Hoyt believes the threat wasn’t taken seriously enough by the district. Also, he says the incident was never disclosed to parents. And students who came forward with the video were reprimanded.

Grandparent Janelle Privett finishes reading the letter.

“Any student who may be involved has certain rights, that includes the threat-maker as well as the student who felt threatened enough to record the threats, voices and concerns. I believe these rights include the ability to have their case heard by means of executive session by the school board,” Privett says.

While the school board, the superintendent and the secondary principal were all in attendance, none addressed the parents’ concerns.

Principal Bill Schwan declined to comment on his administration’s handling of the incident. He did say the students who came forward with the video were not punished, and did not lose their audiovisual privileges.

Superintendent Patrick Mayer released this statement: “The police were immediately notified and the matter was investigated. The school district has appropriately dealt with it according to school disciplinary polices.”
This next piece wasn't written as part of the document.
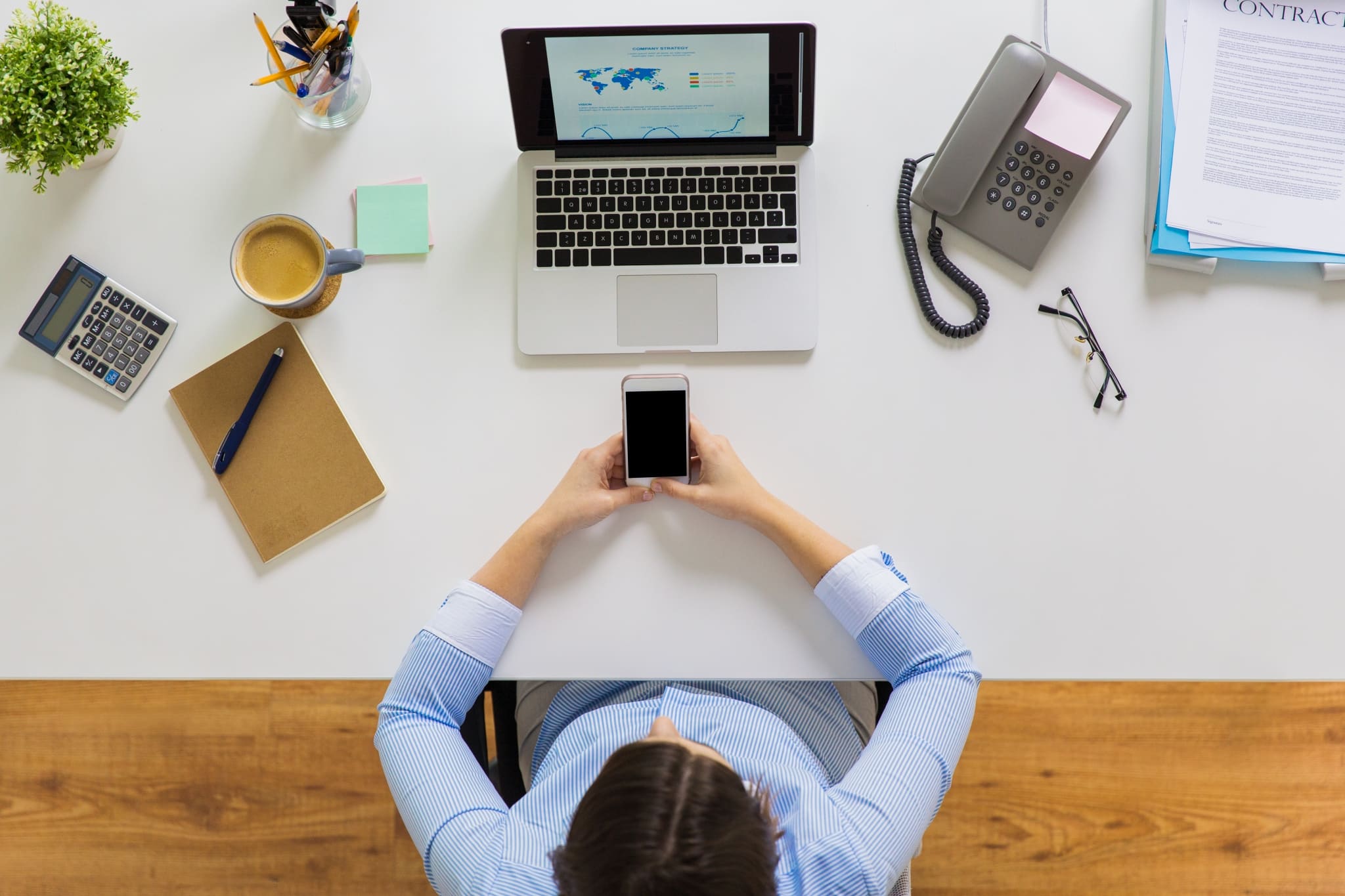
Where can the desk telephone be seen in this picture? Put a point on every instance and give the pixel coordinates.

Police Chief Doug McCloskey says the student’s behavior was inappropriate but not threating. He says the student suggested setting off firecrackers in school so that he wouldn’t have to go to school. The chief says in the same video the student says he didn’t want to harm anyone.

While the district did not give its reasons for not informing parents, retired teacher Therese Pempek spoke on behalf of teachers and the administration. She says confidentiality is paramount when working with youths.

“When situations come we have different people from many professions, entities in this community, that get together, they discuss, they come up with a plan,” Pempek says. and sometimes if the public asks we say sorry we cannot disclose some of this information.”

The Wrangell Teachers Association just supported a resolution to take safety more seriously. That includes more training and re-evaluating current safety policies, with the help of law enforcement and the community. School staff are also receiving active shooter training.